The world’s leading trade partners, the U.S. and China, are implementing tariffs on a growing list of goods. With new U.S. tariffs on Chinese goods, companies that rely on imports or exports need solutions to keep pace with wide-ranging, rapid-fire changes in the costs of doing business.    

Here’s the timeline to date:

January 22. The U.S. Trade Representative announces safeguard tariffs on solar panels and washing machines, as authorized under Section 201 of the Trade Act of 1974, to provide the domestic industry relief from import surges. The tariffs apply to imports of from all sources (with washers from Canada excepted) – but China is a top country of origin for both. [See U.S. Deploys Protective Tariffs.]

March 8. President Trump issues two proclamations imposing tariffs on aluminum and steel imports. In this case, the authority invoked is Section 232 of the Trade Act, aimed at providing trade relief in the interest of national security. Initially, only imports from NAFTA partners Canada and Mexico are exempt from these tariffs. But before the March 23 effective date, temporary exemptions are extended to Australia, Argentina, Brazil, South Korea, and the EU nations. [See Market Changers: U.S. Section 232 Aluminum and Steel Tariffs.]

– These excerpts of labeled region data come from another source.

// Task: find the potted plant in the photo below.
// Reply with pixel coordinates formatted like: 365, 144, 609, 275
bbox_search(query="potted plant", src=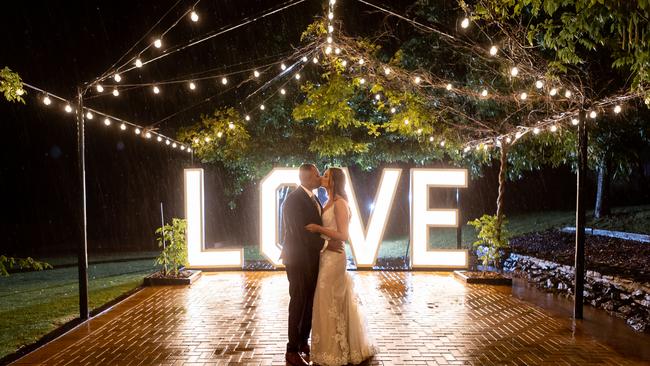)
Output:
144, 218, 201, 286
455, 215, 512, 285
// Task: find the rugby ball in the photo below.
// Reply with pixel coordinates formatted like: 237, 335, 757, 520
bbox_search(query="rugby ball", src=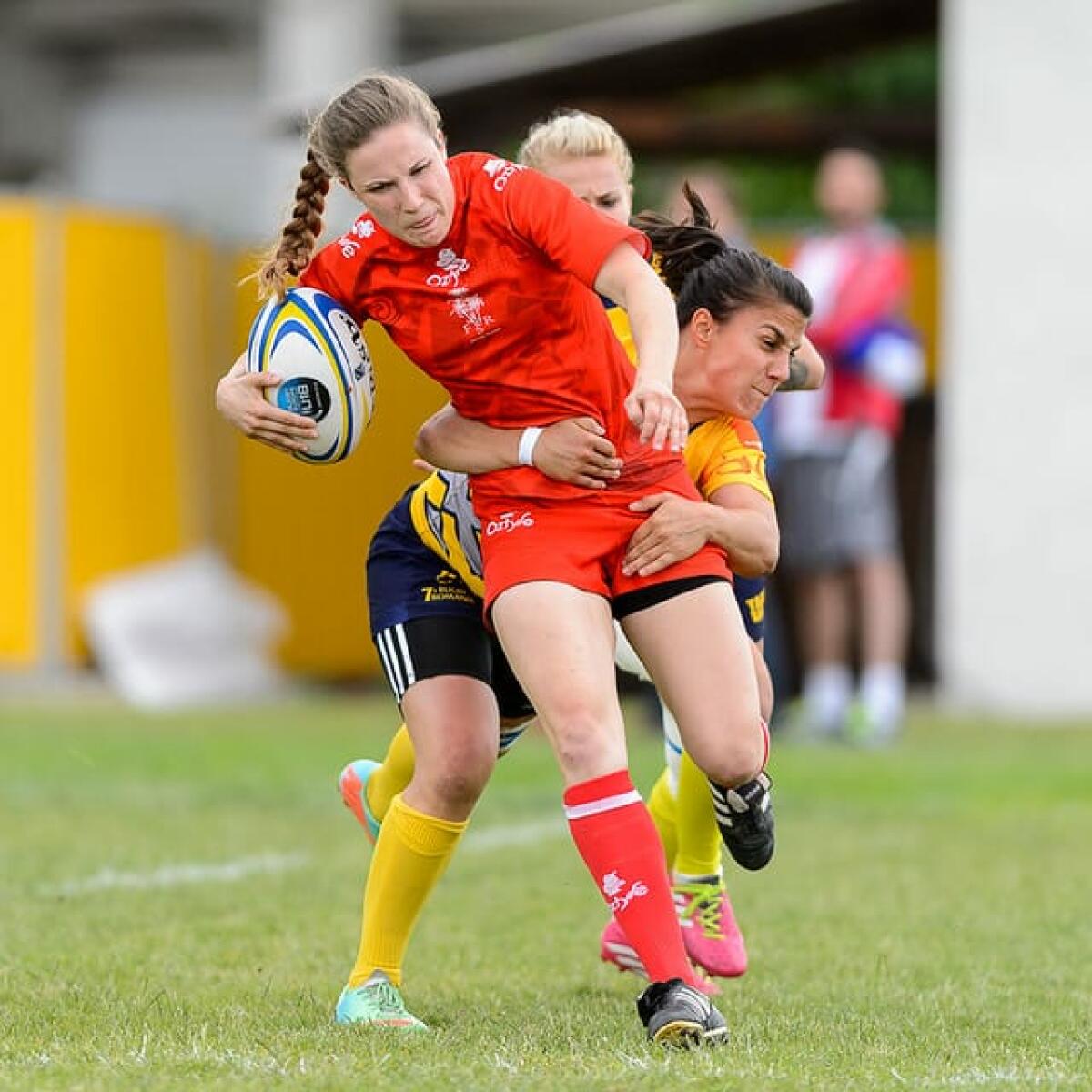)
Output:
247, 288, 376, 463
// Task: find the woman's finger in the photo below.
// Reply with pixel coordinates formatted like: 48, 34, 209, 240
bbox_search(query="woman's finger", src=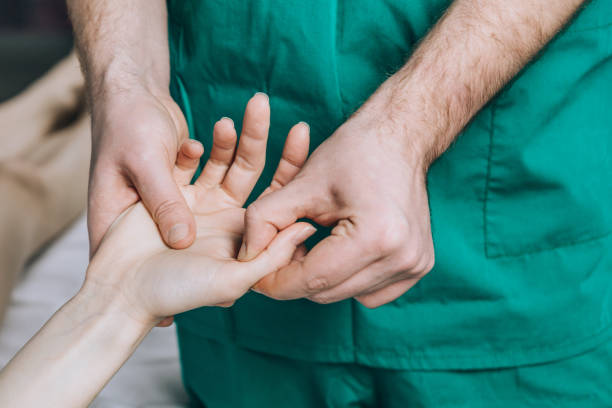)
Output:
261, 122, 310, 196
222, 93, 270, 205
195, 118, 238, 187
173, 139, 204, 186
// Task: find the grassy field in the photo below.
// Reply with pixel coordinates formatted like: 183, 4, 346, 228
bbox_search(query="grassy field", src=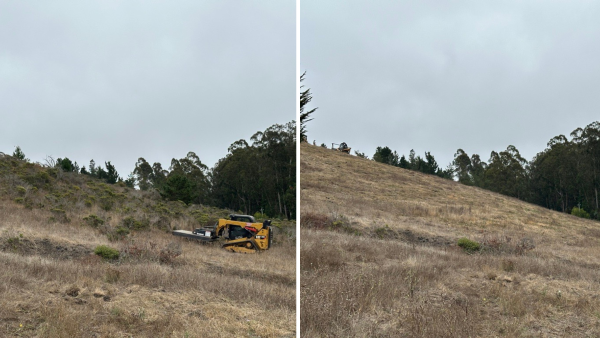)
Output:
300, 144, 600, 337
0, 157, 296, 337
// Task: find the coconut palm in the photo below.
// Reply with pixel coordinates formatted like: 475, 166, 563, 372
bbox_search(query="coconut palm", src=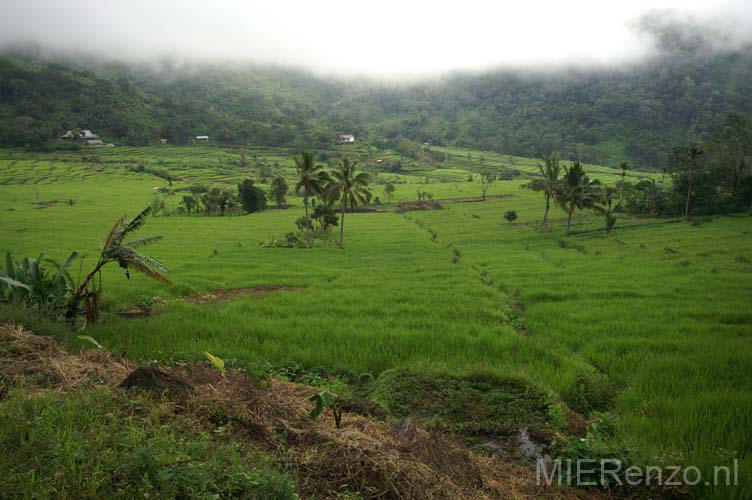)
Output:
538, 155, 561, 233
330, 157, 371, 248
295, 151, 329, 248
554, 161, 603, 236
619, 162, 632, 203
68, 207, 171, 323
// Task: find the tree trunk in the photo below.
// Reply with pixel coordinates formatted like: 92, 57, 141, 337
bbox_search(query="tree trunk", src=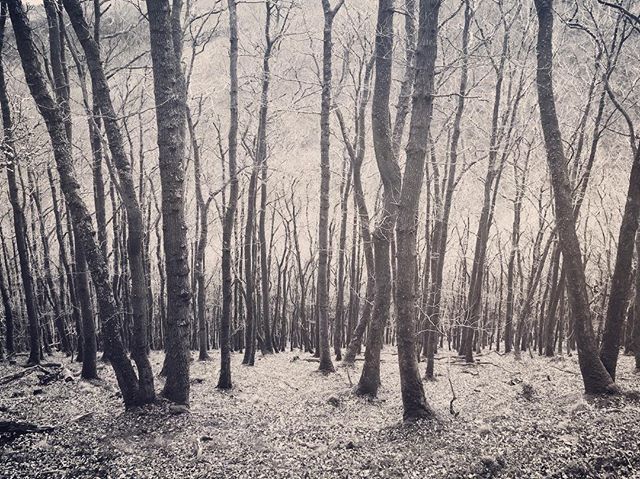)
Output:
357, 0, 398, 397
396, 0, 440, 420
600, 144, 640, 381
535, 0, 618, 394
218, 0, 238, 389
63, 0, 155, 404
316, 0, 344, 373
0, 3, 42, 365
146, 0, 191, 404
7, 0, 138, 407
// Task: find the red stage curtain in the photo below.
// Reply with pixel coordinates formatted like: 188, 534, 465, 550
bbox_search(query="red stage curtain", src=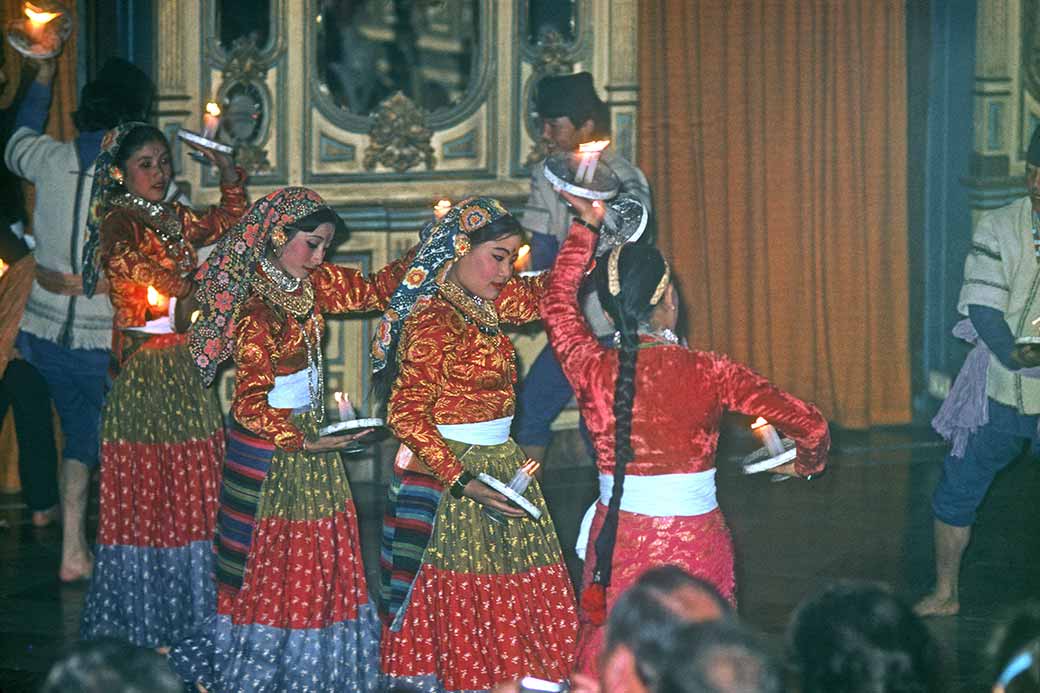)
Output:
639, 0, 911, 428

March 22. Citing the findings of an investigation into China’s policies on technology transfer and intellectual property, conducted by the U.S. Trade Representative under Section 301 of the Trade Act, President Trump on directs the USTR to increase tariffs on selected goods from China worth some $50 billion in trade value. The USTR is also to initiate trade dispute proceedings at the World Trade Organization. At the same time, the Secretary of the Treasury is directed to propose action addressing concerns about Chinese investment in U.S. industries or technologies.

March 23. China’s Ministry of Commerce announces lists containing 128 U.S. exports that would be subject to punitive taxes “to balance losses” resulting from the U.S. aluminum and steel tariffs. Effective April 2, China imposes 15% duties on 120 products from the U.S. including steel pipes, fruits, nuts, and wines, as well as 25% duties on eight HS codes covering pork and aluminum scrap.

April 3. As directed by the president on March 22, the USTR releases its list of some 1,300 imports from China, identified by 8-digit harmonized tariff schedule (HTS) codes, that are to be subject to Section 301 tariffs. The public is invited to comment on the proposed tariffs. Comments can be submitted and are available for viewing at under docket number USTR-2018-0005. Comments are due by May 11. A public hearing will be held May 15.

April 4. Responding to the U.S. proposed list of 1,300 Chinese exports, China is reported to have put together a second list of 106 U.S. products that it plans to hit with a 25% tariff. This line-up includes soybeans, chemicals, aircraft and automobiles.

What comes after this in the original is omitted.